Volgens de meeste boeken die op de middelbare school worden gebruikt bij het vak scheikunde, is vergisting van suiker tot alcohol simpel:
C6H12O6 → 2 C2H5OH + 2 CO2 + 113 kJ
Oftewel: één molecuul suiker wordt door de gist omgezet in alcohol, koolzuurgas en energie (warmte). Het lijkt heel simpel, maar de werkelijkheid blijkt veel ingewikkelder.
Gist is immers een eencellig plantje, dat zelf ook voedingsstoffen nodig heeft om te overleven! Je geeft toch ook je tuin- en kamerplanten voeding (koemestkorrels bijvoorbeeld)? Welke voedingsstoffen heeft de wijngist dan nodig?
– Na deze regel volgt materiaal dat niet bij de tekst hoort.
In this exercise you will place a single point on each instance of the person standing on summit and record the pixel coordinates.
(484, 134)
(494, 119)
Toen wij in oktober 2010 enkele dagen op bezoek waren bij een wijnmaker in de Pfalz hebben we een ochtend meegelopen bij de dagelijkse controles van de wijnen-in-aanmaak. Een van de dingen die we daar leerden, was dat een gistende wijn een zwavelachtige lucht kan vertonen, afkomstig van H2S (waterstofsulfide, dat naar rotte eieren ruikt). Als dat optreedt, moet de wijnmaker handelen.
Om zijn werk goed te doen – en dus de suikers zoveel mogelijk te laten vergisten – heeft gist namelijk stikstof nodig, bij voorkeur in de vorm van ammonium-ionen (NH4+) en bepaalde aminozuren (bouwstenen van eiwitten). De vakterm hiervoor is YAN: yeast-assimilable nitrogen (gist-assimileerbare stikstof). Deze stoffen komen van nature voor in het druivensap. Een te laag YAN-gehalte van de most leidt ertoe dat de gist de benodigde stikstof ergens anders vandaan haalt. De gist gaat andere stoffen in de most afbreken, waarbij een overmaat aan H2S kan vrijkomen, wat bij de dagelijkse controle (ruiken) snel opvalt.
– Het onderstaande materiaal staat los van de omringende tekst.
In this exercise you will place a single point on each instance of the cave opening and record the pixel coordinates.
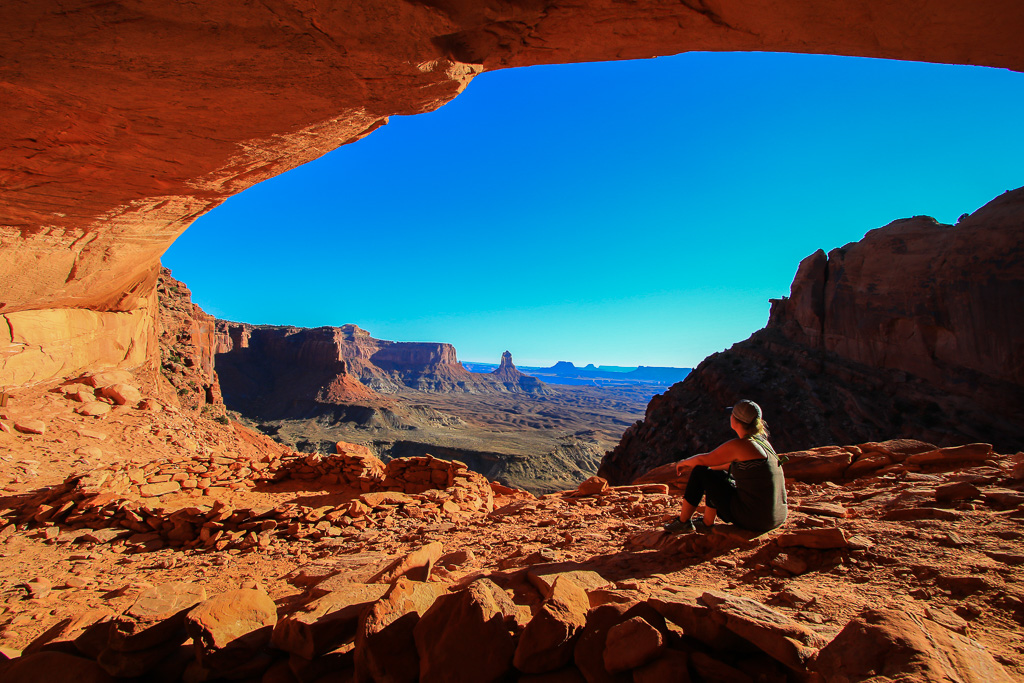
(666, 199)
De behoefte aan stikstof varieert per type gist, maar het algemene principe is: als de gist voeding (stikstof) tekort komt, kan dat gevolgen hebben voor de wijn die het resultaat is van de gisting.
Als tijdens de alcoholische gisting geen of weinig H2S is gevormd, wil dat overigens niet zeggen dat de gisting optimaal is verlopen vanuit het standpunt van geur en smaak van de wijn. Het is namelijk ook mogelijk dat er andere zwavelverbindingen zijn gevormd, die de wijn allerlei gewenste of ongewenste aroma’s kunnen geven. In een recent artikel in Perswijn (november 2010) schrijft Lars Daniëls MW dat zwavel zeer goed aan de basis zou kunnen staan van allerlei aroma’s die men als mineraliteit benoemt. Ook andere bekende aroma’s in wijn zouden dus het gevolg kunnen zijn van ‘ondervoede’ gisten.
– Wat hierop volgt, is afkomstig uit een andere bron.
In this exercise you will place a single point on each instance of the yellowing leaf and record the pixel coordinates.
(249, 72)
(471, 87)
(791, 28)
Natuurlijk hebben wijnmakers oplossingen voor het probleem van stikstoftekort. Eén simpele oplossing is het toevoegen van een stofje dat diammoniumfosfaat heet; een leek zou dat gewoon voedingszout noemen. In de EU-landen is gebruik hiervan toegestaan tot 30 gram/hl, in de VS tot 96 g/hl en in Australië tot 40 g/hl. Je voegt het zout toe, de gist kan weer verder met het omzetten van suikers in alcohol, en gered is je wijn.
Wat wij ons afvragen: hoe komt de druif aan de juiste hoeveelheid stikstof? Is de verzorging van de bodem van invloed op het stikstofgehalte in de most? Ligt hierin misschien een verklaring voor het succes van biodynamie?